Research design and methods: Two IRS1 variants (rs7578326 and rs2943641) identified by genome-wide association studies as related to type 2 diabetes were tested for their associations with IR and related traits and interaction with diet in the Genetics of Lipid Lowering Drugs and Diet Network (GOLDN) study (n = 820) and the Boston Puerto Rican Health Study (BPRHS) (n = 844).

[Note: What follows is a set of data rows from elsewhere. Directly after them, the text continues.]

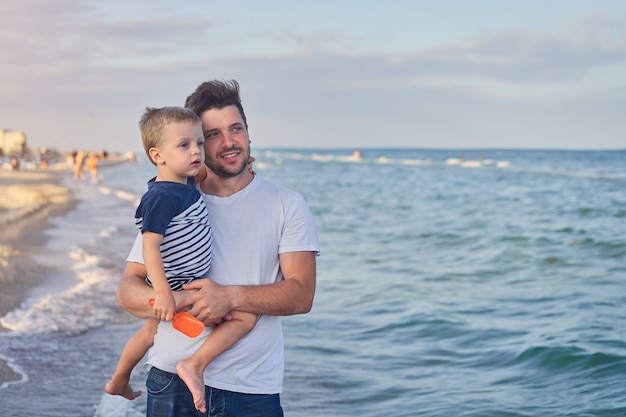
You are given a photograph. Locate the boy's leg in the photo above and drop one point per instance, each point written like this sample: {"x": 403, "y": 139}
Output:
{"x": 133, "y": 352}
{"x": 222, "y": 338}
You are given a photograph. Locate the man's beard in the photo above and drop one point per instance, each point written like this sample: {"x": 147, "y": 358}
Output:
{"x": 228, "y": 171}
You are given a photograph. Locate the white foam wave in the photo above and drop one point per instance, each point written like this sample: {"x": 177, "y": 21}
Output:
{"x": 88, "y": 304}
{"x": 15, "y": 368}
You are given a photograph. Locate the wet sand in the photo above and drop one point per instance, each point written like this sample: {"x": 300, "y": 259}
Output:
{"x": 27, "y": 200}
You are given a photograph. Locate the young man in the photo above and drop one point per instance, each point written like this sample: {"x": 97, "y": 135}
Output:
{"x": 263, "y": 263}
{"x": 176, "y": 245}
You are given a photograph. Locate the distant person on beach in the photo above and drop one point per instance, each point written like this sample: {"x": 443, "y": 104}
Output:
{"x": 264, "y": 262}
{"x": 177, "y": 245}
{"x": 92, "y": 165}
{"x": 79, "y": 162}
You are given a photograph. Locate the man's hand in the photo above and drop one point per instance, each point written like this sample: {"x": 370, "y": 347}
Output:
{"x": 206, "y": 300}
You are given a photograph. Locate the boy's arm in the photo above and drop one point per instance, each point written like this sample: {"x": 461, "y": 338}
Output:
{"x": 133, "y": 292}
{"x": 164, "y": 304}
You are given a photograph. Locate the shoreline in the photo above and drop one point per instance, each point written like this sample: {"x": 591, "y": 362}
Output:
{"x": 28, "y": 200}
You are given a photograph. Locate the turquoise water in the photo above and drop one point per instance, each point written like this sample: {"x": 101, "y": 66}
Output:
{"x": 450, "y": 284}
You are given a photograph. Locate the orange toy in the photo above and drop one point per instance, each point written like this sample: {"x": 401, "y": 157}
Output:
{"x": 185, "y": 323}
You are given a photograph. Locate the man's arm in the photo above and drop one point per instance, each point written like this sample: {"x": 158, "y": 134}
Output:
{"x": 293, "y": 295}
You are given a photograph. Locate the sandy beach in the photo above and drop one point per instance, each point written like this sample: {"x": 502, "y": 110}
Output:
{"x": 28, "y": 199}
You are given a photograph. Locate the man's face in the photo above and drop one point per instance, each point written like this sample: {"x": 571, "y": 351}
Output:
{"x": 226, "y": 145}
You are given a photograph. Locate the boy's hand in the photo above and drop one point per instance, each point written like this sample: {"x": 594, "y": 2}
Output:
{"x": 164, "y": 306}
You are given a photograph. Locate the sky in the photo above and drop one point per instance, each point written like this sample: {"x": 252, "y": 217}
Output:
{"x": 444, "y": 74}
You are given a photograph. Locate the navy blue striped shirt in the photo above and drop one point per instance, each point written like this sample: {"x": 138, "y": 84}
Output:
{"x": 177, "y": 211}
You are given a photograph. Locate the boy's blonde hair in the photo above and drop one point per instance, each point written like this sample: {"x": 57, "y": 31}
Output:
{"x": 154, "y": 120}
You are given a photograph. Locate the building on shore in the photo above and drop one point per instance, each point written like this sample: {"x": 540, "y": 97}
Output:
{"x": 12, "y": 141}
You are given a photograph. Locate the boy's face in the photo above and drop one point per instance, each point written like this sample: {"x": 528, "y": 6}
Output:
{"x": 181, "y": 152}
{"x": 227, "y": 144}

Results: Meta-analysis indicated that rs7578326 G-allele carriers and rs2943641 T-allele carriers had a lower risk of IR, type 2 diabetes, and metabolic syndrome (MetS). Significant interactions on IR and MetS were found for these two variants and their haplotypes with diet. In GOLDN, rs7578326 G-allele carriers and rs2943641 T-allele carriers and their haplotype G-T carriers had a significantly lower risk of IR and MetS than noncarriers only when the dietary saturated fatty acid-to-carbohydrate ratio was low (≤ 0.24). In both GOLDN (P = 0.0008) and BPRHS (P = 0.011), rs7578326 G-allele carriers had a lower risk of MetS than noncarriers only when dietary monounsaturated fatty acids were lower than the median intake of each population.

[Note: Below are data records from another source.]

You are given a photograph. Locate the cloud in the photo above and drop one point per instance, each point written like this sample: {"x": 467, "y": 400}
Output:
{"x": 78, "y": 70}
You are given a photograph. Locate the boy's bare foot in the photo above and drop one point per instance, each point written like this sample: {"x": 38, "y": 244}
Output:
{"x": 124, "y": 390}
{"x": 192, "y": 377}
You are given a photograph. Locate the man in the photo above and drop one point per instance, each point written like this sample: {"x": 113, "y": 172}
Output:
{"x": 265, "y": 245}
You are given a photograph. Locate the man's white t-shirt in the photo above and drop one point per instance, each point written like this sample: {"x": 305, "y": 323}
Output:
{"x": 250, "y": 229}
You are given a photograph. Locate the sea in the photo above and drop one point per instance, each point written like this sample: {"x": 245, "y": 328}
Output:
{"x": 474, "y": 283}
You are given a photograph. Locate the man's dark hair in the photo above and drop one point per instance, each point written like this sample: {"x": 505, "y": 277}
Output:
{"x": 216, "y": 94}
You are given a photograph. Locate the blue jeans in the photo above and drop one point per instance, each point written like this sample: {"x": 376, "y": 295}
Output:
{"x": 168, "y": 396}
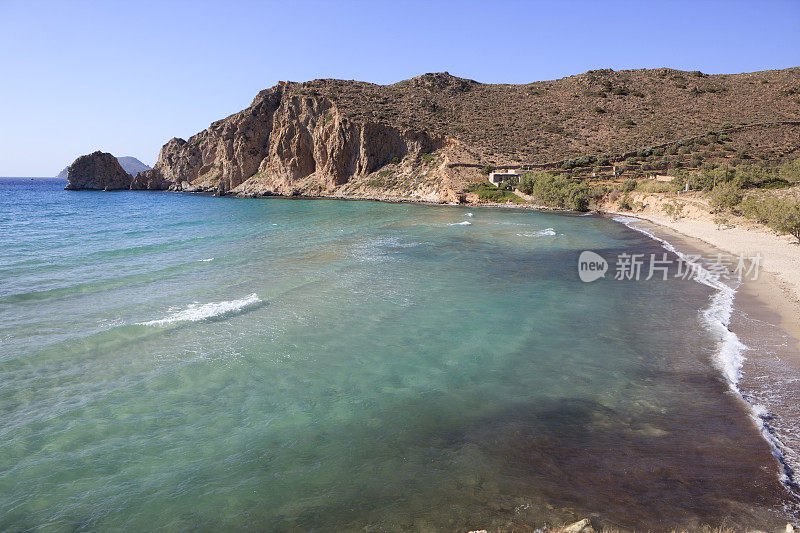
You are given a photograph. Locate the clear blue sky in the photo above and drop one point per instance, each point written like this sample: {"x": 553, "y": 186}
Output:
{"x": 125, "y": 77}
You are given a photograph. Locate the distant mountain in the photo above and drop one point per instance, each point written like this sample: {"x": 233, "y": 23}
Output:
{"x": 129, "y": 164}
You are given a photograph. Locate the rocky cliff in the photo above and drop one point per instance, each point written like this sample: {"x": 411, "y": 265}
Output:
{"x": 426, "y": 138}
{"x": 98, "y": 170}
{"x": 286, "y": 142}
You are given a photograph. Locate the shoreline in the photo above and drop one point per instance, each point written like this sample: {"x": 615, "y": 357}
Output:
{"x": 776, "y": 293}
{"x": 746, "y": 299}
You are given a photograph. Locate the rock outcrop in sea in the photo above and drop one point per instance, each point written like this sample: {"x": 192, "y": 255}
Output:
{"x": 430, "y": 137}
{"x": 100, "y": 171}
{"x": 129, "y": 164}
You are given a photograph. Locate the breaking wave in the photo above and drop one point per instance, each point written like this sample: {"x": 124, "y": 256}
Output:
{"x": 729, "y": 355}
{"x": 196, "y": 312}
{"x": 549, "y": 232}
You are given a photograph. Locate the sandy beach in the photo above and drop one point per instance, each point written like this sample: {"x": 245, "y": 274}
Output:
{"x": 778, "y": 283}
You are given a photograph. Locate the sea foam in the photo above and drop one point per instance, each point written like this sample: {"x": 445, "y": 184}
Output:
{"x": 196, "y": 312}
{"x": 549, "y": 232}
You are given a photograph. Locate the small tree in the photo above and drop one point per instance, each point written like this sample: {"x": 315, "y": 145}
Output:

Conclusions: IRS1 variants are associated with IR and related traits and are modulated by diet in two populations of different ancestries. These findings suggest that IRS1 variants have important functions in various metabolic disorders and that dietary factors could modify these associations.

Figure 1

Interaction of IRS1 variant with dietary MUFA on insulin resistance in the GOLDN and BPRHS populations. Dietary MUFA interacted significantly (P = 0.024) with IRS1 variant rs7578326 on insulin resistance in GOLDN and marginally significantly (P = 0.07) in BPRHS. In both populations, G-allele carriers of rs7578326 had significantly lower HOMA-IR than noncarriers only when dietary MUFA intake was low (≤median intake of each population), but not when MUFA intake was high. P values in GOLDN were adjusted for age, sex, waist circumference, study center, smoking status, alcohol drinking, type 2 diabetes, physical activity, and family relationships. P values in the BPRHS were adjusted for age, sex, waist circumference, smoking status, alcohol drinking, type 2 diabetes, physical activity, and population structure. Number inside the bar indicates the number of subjects in that group. Values are means ± SEM.